きらクラDON 第143回の回答は、古関裕而の全国高等学校野球選手権大会の歌《栄冠は君に輝く》の冒頭だ。
全国高等学校野球選手権大会の歌《栄冠は君に輝く》 の冒頭
古関裕而/栄冠は君に輝く
今回、変化球で来ましたね!?
2015年8月2日放送の
きらクラ きらクラDON の答えは、古関裕而作曲 《栄冠は君に輝く》の冒頭でしょう。 ―― 副題は、全国高等学校野球選手権大会の歌 ―― 季節柄でもありますが、うろたえ(戸惑い)ました。行進曲の前奏までは、わたしの記憶のキャパでは及ばなかった。
出題が丁度歌いだしの主題が出る直前まで聴くことが出来たので恐らくとは推理しましたが曲目はわからなくって、SNSに頼りました。
■『栄冠は君に輝く』は加賀大介作詞、古関裕而作曲の歌・行進曲。1948年に発表された時には、中村道子作詞となっている。すでに文筆家だった中村義雄が名前を伏せて居たことを後年明らかにして、更に現在は中村義雄氏のペンネームである加賀大介に変更されている。
■古関裕而(古關 勇治 / 1909~1989)は音楽大学出身ではないが、1929年にチェスター楽譜出版社募集の作曲コンクールに入選、日本人として初めて国際的コンクールの入選履歴を得た作曲家である。それを機会に山田耕筰の推挙で東京の楽壇に進出する。クラシック畑からポピュラー畑に転身し、多数の軍歌、歌謡曲、早稲田大学第一応援歌「紺碧の空」、慶應義塾大学応援歌「我ぞ覇者」、東京農業大学応援歌「カレッジソング」、中央大学応援歌「あゝ中央の若き日に」、 全国高等学校野球選手権大会の大会歌「栄冠は君に輝く」、阪神タイガースの応援歌大阪(阪神)タイガースの歌(「六甲颪」)、読売ジャイアンツの応援歌「巨人軍の歌(闘魂こめて)」、東京五輪のオリンピックマーチなどの、多くの応援歌、行進曲の作曲を手がけ和製スーザと呼ばれた。気品ある格式高い曲風で知られ、現在でも数多くの作品が愛されている。古関が作曲した曲は5,000曲に及ぶという。作曲の作業には楽器を一切使わずに頭の中だけで行ったといわれる。
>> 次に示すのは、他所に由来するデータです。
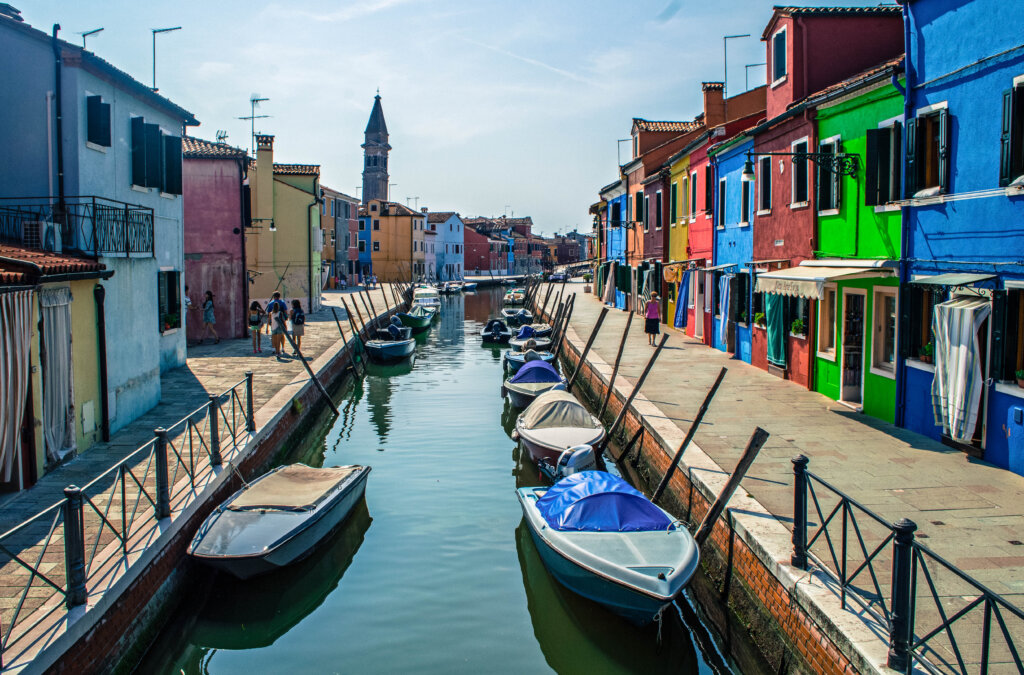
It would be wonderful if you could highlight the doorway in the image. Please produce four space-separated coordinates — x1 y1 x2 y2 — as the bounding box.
840 289 867 407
戦後日本の発展の象徴でもある1964年開催の東京オリンピックの開会式に鳴り響いた『オリンピック・マーチ』は、とても素晴らしい作品ですが、『長崎の鐘』、『君の名は』、『高原列車は行く』などの流行家の印象が強い。しかし戦後の古関は、クラシック音楽の作曲を完全に諦めていたわけではなく、菊田と共同したミュージカル『敦煌』から交響組曲『敦煌』を編んでいる。
それを考えて聞き返してみると、テノールの美しい音色と格調のあるリートのベルカントで歌唱する藤山一郎、叙情溢れるリリックなバリトンで熱唱する伊藤久男などの歌手にも恵まれた。クラシックの香り溢れる流行歌や、勇壮で清潔感のあるスポーツ音楽が大衆の心を捉えたのはサロン的なクラシック音楽ではなくて、ヴェルディのオペラのように聞くものの胸を鷲掴みするような音楽を作った日本人作曲家だと言っていいでしょう。
古関裕而の流行家が好きな人は、オペラティックな音楽にも心動かす素養がありそうです。
「栄冠は君に輝く」は夏川りみさんや、平原綾香さんら現代のシンガーも気持ちよく歌っているところからしても、昭和23年の曲だという印象はなく歌っているんじゃないかしら。甲子園でも現代的に聞こえますね。